ArcelorMittal Bremen receives $10M funding for Hybit hydrogen project
The electrolysis plant marks the starting point for green hydrogen in Bremen’s steel production.
ArcelorMittal steel plant in Bremen, Germany, together with German energy company EWE AG and its subsidiary Swb AG has received funding of over €10 million from the state of Bremen.
As part of the Hybit (Hydrogen for Bremen’s industrial transformation) project, the three companies will use the funding to build an electrolysis plant. The state funding is around half of the total investment budget.
The project includes the construction of a 12 MW electrolysis plant that will use renewable energy to produce green hydrogen. The electrolysis plant capacity will gradually increase up to 300 MW at the later stages. The construction works on the plant is expected to start this year and is likely to be completed next year, H2 Bulletin understands.

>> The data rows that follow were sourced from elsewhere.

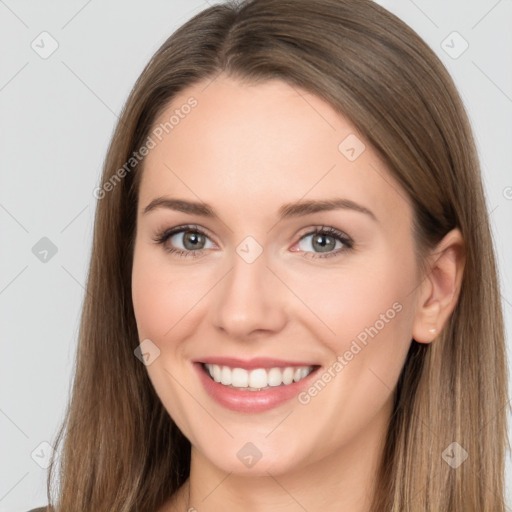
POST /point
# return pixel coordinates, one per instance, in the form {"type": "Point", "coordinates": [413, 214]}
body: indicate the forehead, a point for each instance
{"type": "Point", "coordinates": [260, 145]}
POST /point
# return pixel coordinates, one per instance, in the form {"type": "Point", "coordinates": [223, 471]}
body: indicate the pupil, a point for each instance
{"type": "Point", "coordinates": [192, 240]}
{"type": "Point", "coordinates": [325, 243]}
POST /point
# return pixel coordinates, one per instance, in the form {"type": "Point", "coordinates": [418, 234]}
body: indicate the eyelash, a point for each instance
{"type": "Point", "coordinates": [164, 235]}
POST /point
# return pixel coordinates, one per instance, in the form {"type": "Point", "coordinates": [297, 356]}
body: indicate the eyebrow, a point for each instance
{"type": "Point", "coordinates": [289, 210]}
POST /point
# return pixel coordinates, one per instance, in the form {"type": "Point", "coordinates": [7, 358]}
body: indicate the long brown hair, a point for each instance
{"type": "Point", "coordinates": [120, 449]}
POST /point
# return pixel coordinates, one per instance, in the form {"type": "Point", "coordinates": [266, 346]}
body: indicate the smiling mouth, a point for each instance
{"type": "Point", "coordinates": [257, 379]}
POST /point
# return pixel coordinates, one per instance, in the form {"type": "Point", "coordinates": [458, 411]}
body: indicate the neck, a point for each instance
{"type": "Point", "coordinates": [343, 480]}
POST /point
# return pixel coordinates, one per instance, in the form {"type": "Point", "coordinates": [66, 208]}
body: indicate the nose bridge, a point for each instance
{"type": "Point", "coordinates": [247, 300]}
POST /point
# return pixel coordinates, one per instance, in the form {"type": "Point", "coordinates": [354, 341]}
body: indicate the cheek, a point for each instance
{"type": "Point", "coordinates": [163, 297]}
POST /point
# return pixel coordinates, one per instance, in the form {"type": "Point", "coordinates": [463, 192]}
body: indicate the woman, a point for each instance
{"type": "Point", "coordinates": [292, 300]}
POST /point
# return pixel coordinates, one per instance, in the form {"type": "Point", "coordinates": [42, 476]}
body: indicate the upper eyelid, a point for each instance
{"type": "Point", "coordinates": [344, 237]}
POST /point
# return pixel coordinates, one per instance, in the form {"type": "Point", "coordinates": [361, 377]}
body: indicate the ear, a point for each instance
{"type": "Point", "coordinates": [440, 288]}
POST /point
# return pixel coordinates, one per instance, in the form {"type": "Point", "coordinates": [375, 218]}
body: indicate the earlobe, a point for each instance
{"type": "Point", "coordinates": [440, 289]}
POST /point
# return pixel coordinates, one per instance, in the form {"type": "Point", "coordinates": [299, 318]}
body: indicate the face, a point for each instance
{"type": "Point", "coordinates": [273, 278]}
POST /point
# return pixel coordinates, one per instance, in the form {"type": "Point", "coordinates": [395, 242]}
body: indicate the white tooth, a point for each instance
{"type": "Point", "coordinates": [304, 372]}
{"type": "Point", "coordinates": [287, 375]}
{"type": "Point", "coordinates": [258, 378]}
{"type": "Point", "coordinates": [225, 376]}
{"type": "Point", "coordinates": [216, 373]}
{"type": "Point", "coordinates": [275, 377]}
{"type": "Point", "coordinates": [239, 378]}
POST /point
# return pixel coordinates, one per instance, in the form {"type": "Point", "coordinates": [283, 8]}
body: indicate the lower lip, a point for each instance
{"type": "Point", "coordinates": [251, 401]}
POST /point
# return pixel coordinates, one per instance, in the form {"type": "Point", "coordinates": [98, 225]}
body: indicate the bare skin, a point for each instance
{"type": "Point", "coordinates": [246, 150]}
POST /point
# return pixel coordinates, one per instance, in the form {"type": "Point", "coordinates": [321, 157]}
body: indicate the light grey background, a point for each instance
{"type": "Point", "coordinates": [57, 117]}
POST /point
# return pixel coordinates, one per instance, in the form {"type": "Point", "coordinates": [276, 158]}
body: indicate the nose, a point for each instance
{"type": "Point", "coordinates": [249, 301]}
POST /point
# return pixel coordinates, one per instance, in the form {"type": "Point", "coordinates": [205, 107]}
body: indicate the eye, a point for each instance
{"type": "Point", "coordinates": [325, 242]}
{"type": "Point", "coordinates": [184, 241]}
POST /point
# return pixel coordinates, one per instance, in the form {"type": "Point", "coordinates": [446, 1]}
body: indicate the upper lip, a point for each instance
{"type": "Point", "coordinates": [257, 362]}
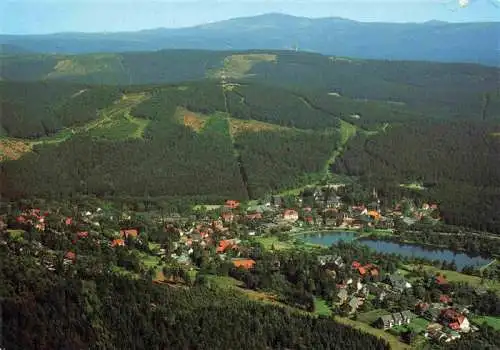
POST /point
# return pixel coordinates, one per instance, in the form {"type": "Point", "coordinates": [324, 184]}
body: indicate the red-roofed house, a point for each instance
{"type": "Point", "coordinates": [455, 320]}
{"type": "Point", "coordinates": [118, 243]}
{"type": "Point", "coordinates": [445, 299]}
{"type": "Point", "coordinates": [228, 216]}
{"type": "Point", "coordinates": [254, 216]}
{"type": "Point", "coordinates": [129, 232]}
{"type": "Point", "coordinates": [224, 245]}
{"type": "Point", "coordinates": [244, 263]}
{"type": "Point", "coordinates": [83, 234]}
{"type": "Point", "coordinates": [440, 280]}
{"type": "Point", "coordinates": [290, 215]}
{"type": "Point", "coordinates": [232, 204]}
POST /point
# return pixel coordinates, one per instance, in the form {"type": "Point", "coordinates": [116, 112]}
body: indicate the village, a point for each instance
{"type": "Point", "coordinates": [227, 233]}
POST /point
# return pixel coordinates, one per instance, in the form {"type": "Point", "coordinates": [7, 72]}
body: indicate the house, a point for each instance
{"type": "Point", "coordinates": [254, 216]}
{"type": "Point", "coordinates": [69, 258]}
{"type": "Point", "coordinates": [244, 263]}
{"type": "Point", "coordinates": [339, 262]}
{"type": "Point", "coordinates": [355, 303]}
{"type": "Point", "coordinates": [290, 215]}
{"type": "Point", "coordinates": [398, 319]}
{"type": "Point", "coordinates": [325, 259]}
{"type": "Point", "coordinates": [232, 204]}
{"type": "Point", "coordinates": [395, 319]}
{"type": "Point", "coordinates": [454, 320]}
{"type": "Point", "coordinates": [342, 295]}
{"type": "Point", "coordinates": [421, 308]}
{"type": "Point", "coordinates": [440, 280]}
{"type": "Point", "coordinates": [333, 202]}
{"type": "Point", "coordinates": [277, 201]}
{"type": "Point", "coordinates": [407, 316]}
{"type": "Point", "coordinates": [118, 243]}
{"type": "Point", "coordinates": [398, 282]}
{"type": "Point", "coordinates": [385, 322]}
{"type": "Point", "coordinates": [360, 210]}
{"type": "Point", "coordinates": [224, 245]}
{"type": "Point", "coordinates": [432, 313]}
{"type": "Point", "coordinates": [309, 219]}
{"type": "Point", "coordinates": [129, 232]}
{"type": "Point", "coordinates": [228, 216]}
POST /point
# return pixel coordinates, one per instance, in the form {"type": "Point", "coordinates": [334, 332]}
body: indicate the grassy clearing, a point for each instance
{"type": "Point", "coordinates": [195, 121]}
{"type": "Point", "coordinates": [347, 131]}
{"type": "Point", "coordinates": [393, 341]}
{"type": "Point", "coordinates": [85, 64]}
{"type": "Point", "coordinates": [489, 320]}
{"type": "Point", "coordinates": [453, 276]}
{"type": "Point", "coordinates": [419, 324]}
{"type": "Point", "coordinates": [217, 123]}
{"type": "Point", "coordinates": [321, 308]}
{"type": "Point", "coordinates": [115, 130]}
{"type": "Point", "coordinates": [238, 126]}
{"type": "Point", "coordinates": [114, 122]}
{"type": "Point", "coordinates": [238, 66]}
{"type": "Point", "coordinates": [370, 316]}
{"type": "Point", "coordinates": [11, 149]}
{"type": "Point", "coordinates": [413, 186]}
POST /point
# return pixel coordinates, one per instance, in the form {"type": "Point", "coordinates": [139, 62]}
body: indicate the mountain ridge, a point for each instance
{"type": "Point", "coordinates": [474, 42]}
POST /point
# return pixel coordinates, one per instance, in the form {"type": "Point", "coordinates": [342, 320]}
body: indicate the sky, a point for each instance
{"type": "Point", "coordinates": [50, 16]}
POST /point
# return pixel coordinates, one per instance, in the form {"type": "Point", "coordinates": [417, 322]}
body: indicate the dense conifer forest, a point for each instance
{"type": "Point", "coordinates": [414, 122]}
{"type": "Point", "coordinates": [456, 161]}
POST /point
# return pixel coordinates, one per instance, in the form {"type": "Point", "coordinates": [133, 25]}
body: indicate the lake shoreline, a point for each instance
{"type": "Point", "coordinates": [384, 244]}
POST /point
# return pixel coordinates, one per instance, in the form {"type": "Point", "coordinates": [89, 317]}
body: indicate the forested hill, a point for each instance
{"type": "Point", "coordinates": [430, 41]}
{"type": "Point", "coordinates": [75, 309]}
{"type": "Point", "coordinates": [435, 89]}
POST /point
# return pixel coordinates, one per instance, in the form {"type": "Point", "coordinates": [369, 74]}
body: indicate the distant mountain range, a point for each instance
{"type": "Point", "coordinates": [429, 41]}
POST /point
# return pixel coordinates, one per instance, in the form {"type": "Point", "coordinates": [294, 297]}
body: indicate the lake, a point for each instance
{"type": "Point", "coordinates": [409, 250]}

In the first phase, ArcelorMittal Flachstahl Deutschland will replace two blast furnaces in Bremen and Eisenhüttenstadt to replace the technology for the production of 3.6 million tonnes/year steel with a process with a direct reduction system and a subsequent electric arc furnace. The complete conversion of this production to green hydrogen will result in savings of over 5 million tonnes/year of CO2. ArcelorMittal has submitted further applications for subsidies as part of the IPCEI program for large-scale hydrogen projects.
Swb and EWE will be responsible for building the electrolysis system in the joint venture Hydrogen Bremen GmbH at the Bremen-Mittelbüren power station.
Reiner Blaschek, CEO of ArcelorMittal Flachstahl Germany, said, “We will use the first hydrogen in the existing plants, in the next stage the use of new production technologies will follow so that we can produce completely climate-neutral steel in Bremen by the mid-30s. For this, a further expansion of the hydrogen capacity will be necessary.”